Seit 55 Jahren unterstützt die Fahndungssendung Aktenzeichen XY im ZDF die Verbrechensbekämpfung in Deutschland. Nicht selten gibt es dabei Belohnungen für sachdienliche Hinweise, die zur Ergreifung von Tätern führen. Insgesamt 14,5 Millionen Euro an Hinweisprämien wurden Zeugen und Zeuginnen seit der ersten Folge am 20. Oktober 1967 versprochen. Für welche Tatbestände es die höchsten Belohnungen gibt, hat die Verbraucherrechtskanzlei rightmart Rechtsanwälte anlässlich der kommenden, für dieses Jahr bisher letzten und damit 55. Jubiläumsfolge Aktenzeichen XY am 1. Juni 2022 herausgefunden. Die größten Summen gibt es dabei für Hinweise, die zur Aufdeckung eines Verbrechens im Zusammenhang mit einem Mord und zur Ergreifung der flüchtigen RAF-Terroristen führen.


Die höchste Summe an Hinweisprämien gibt es bei Mordfällen

Beim Betrachten aller bei Aktenzeichen XY behandelten Fälle führen Morde, Raubdelikte und Überfälle zu den höchsten Belohnungen. Die 736 vorgestellten Mordfälle vereinen insgesamt eine Belohnungssumme von knapp 4,5 Millionen Euro. Für die Aufklärung der 1.201 Raubüberfälle versprachen die Strafverfolgungsbehörden mehr als 2,9 Millionen Euro. Die 667 Überfälle kommen in Summe auf eine Hinweisprämie von über 2,6 Millionen Euro.

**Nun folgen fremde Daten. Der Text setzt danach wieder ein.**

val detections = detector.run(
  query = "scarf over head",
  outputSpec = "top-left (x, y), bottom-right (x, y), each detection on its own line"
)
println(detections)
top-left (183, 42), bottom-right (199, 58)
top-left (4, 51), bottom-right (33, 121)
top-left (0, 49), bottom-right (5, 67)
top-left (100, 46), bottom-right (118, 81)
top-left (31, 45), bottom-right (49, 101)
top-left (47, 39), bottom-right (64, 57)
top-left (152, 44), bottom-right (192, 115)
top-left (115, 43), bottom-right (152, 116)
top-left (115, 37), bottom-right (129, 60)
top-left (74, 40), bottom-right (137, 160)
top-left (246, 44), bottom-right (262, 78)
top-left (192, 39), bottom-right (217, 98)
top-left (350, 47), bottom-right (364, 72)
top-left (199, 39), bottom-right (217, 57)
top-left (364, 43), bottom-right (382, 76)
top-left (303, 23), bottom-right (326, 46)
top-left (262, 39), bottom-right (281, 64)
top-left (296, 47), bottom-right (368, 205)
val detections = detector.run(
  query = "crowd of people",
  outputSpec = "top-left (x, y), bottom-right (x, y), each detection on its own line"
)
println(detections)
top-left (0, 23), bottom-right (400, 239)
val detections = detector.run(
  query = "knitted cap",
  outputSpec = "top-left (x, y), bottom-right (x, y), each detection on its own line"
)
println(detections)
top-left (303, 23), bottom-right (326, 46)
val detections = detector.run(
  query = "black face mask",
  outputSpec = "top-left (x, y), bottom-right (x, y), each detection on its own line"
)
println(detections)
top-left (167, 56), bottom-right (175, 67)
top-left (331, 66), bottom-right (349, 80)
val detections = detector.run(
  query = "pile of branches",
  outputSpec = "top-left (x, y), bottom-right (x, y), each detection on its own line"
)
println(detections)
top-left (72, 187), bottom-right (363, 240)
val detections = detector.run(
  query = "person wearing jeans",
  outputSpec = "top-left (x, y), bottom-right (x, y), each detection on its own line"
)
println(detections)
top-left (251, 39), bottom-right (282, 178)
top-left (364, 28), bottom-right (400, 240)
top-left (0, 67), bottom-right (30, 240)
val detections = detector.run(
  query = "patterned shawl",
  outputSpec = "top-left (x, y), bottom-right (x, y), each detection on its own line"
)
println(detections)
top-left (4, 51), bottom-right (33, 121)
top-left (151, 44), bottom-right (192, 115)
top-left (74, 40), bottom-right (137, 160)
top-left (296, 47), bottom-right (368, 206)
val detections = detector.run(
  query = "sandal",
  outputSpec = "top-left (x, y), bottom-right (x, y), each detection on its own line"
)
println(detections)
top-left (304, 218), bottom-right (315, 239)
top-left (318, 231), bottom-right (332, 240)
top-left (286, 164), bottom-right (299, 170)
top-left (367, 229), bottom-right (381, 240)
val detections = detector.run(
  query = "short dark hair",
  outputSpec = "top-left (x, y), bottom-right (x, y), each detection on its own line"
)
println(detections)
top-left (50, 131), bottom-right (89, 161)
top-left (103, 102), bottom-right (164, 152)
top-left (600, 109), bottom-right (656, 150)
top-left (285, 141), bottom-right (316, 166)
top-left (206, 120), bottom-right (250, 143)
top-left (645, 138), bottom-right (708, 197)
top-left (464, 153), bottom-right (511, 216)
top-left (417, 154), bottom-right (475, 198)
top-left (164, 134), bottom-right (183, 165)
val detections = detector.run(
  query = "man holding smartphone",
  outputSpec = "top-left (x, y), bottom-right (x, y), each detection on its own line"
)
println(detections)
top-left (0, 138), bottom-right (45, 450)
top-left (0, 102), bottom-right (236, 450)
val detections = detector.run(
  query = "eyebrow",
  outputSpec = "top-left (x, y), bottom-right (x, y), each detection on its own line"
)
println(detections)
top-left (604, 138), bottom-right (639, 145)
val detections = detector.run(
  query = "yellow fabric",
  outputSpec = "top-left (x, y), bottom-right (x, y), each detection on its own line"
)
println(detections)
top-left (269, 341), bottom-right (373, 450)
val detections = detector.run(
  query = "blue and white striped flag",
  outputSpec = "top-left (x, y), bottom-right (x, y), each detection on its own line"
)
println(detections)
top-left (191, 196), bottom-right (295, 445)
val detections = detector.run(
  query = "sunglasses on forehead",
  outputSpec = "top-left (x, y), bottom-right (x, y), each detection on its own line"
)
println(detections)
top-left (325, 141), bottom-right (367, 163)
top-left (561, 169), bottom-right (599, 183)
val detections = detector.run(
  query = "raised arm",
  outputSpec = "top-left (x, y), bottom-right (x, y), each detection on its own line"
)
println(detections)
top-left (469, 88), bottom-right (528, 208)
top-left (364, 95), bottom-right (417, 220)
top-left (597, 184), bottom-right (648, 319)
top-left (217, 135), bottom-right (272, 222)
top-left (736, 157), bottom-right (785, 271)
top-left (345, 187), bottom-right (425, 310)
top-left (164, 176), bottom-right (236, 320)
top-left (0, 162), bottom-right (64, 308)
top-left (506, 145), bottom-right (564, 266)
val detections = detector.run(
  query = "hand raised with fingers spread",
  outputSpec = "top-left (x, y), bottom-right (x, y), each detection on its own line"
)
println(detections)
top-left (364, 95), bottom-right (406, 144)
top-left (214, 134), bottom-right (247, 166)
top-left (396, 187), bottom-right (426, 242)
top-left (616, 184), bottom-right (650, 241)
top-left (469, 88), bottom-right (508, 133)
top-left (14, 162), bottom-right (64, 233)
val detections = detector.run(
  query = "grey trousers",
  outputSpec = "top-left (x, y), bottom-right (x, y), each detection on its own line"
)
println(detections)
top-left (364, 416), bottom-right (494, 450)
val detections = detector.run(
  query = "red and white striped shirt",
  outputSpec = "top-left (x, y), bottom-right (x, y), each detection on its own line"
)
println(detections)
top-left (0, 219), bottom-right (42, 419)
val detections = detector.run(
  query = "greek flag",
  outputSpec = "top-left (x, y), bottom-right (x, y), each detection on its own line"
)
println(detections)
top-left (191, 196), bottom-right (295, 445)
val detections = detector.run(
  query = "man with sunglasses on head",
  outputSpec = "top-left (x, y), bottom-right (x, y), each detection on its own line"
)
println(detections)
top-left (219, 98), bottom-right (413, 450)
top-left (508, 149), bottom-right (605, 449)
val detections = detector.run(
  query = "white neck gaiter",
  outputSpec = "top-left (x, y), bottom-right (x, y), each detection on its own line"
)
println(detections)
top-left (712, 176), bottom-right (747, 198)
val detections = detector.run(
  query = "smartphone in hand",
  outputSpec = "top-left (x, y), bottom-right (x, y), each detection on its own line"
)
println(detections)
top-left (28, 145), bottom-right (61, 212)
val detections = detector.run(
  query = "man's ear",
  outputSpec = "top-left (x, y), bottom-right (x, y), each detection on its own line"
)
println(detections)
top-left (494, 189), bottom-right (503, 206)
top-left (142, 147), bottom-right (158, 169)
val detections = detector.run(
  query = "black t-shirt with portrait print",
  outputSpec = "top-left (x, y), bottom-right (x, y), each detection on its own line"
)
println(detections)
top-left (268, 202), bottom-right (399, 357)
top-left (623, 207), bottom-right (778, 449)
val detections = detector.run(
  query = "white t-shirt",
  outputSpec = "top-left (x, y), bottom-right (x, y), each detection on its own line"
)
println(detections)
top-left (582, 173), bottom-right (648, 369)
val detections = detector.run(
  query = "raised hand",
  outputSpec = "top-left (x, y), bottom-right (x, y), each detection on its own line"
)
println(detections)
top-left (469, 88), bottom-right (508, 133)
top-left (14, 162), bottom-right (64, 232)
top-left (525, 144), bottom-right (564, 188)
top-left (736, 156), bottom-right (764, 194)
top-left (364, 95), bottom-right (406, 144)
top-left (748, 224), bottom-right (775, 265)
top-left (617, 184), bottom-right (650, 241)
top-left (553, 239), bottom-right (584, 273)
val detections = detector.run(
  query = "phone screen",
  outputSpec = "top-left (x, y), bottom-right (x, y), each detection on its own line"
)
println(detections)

Deutlich geringere Summen – allerdings  auch weitaus niedrigere Fallzahlen – wurden bei den Straftaten Scheckbetrug, Drogenhandel und Zwangsprostitution registriert. Insgesamt sechs Fälle mit einer kumulierten Belohnung von ca. 4.600 Euro hat es für das Verbrechen des antiquiert wirkenden Scheckbetrugs gegeben. Für den Handel mit Betäubungsmitteln wurde bei fünf Fällen eine Summe von 3.060 Euro als Hinweisprämie für Zeugen und Zeuginnen versprochen. Die geringste Summe im Ranking wurde für einen vorgestellten Fall von Zwangsprostitution mit einer Belohnung von 3.000 Euro ausgelobt.

Diese Straftaten führen durchschnittlich zu den höchsten Belohnungen für Hinweise

Glatte 100.000 Euro für Hinweise, die zur Ergreifung von Verbrechern führen, ist die höchste Summe, die Zeugen und Zeuginnen erwarten können. Diese winkt der aufmerksamen Bevölkerung für Hinweise, die zur Ergreifung der Anstiftern zum Mord an Ronny G im Jahr 2010 führen. Gleichauf ist dieser Mord mit dem berüchtigten Terroristen-Trio der Roten Arme Fraktion (RAF). Für Hinweise, die zur Ergreifung der seit Mitte des vergangenen Jahrhunderts flüchtigen Personen Ernst-Volker Staub, Burkhard Garweg und Daniela Klette führen, gibt es neben 80.000 Euro der Polizei zusätzliche 20.000 Euro aus  privater Hand. Durchschnittlich ca. 40.110 Euro – und damit weniger als halb so viel  – werden Zeugen und Zeuginnen für Hinweise versprochen, die bei der Auflösung eines Entführungsfalls helfen. In den mehr als 500 Folgen wurden 17 Entführungsfälle behandelt. Knapp 16.000 Euro und damit die dritthöchste Prämie gibt es im Schnitt für Tipps, die zum Aufspüren von Verbrechern führen, die sich einer räuberischen Erpressung schuldig gemacht haben. In der Geschichte der Fahndungssendung  wurden insgesamt sechs Fälle dieser Art behandelt.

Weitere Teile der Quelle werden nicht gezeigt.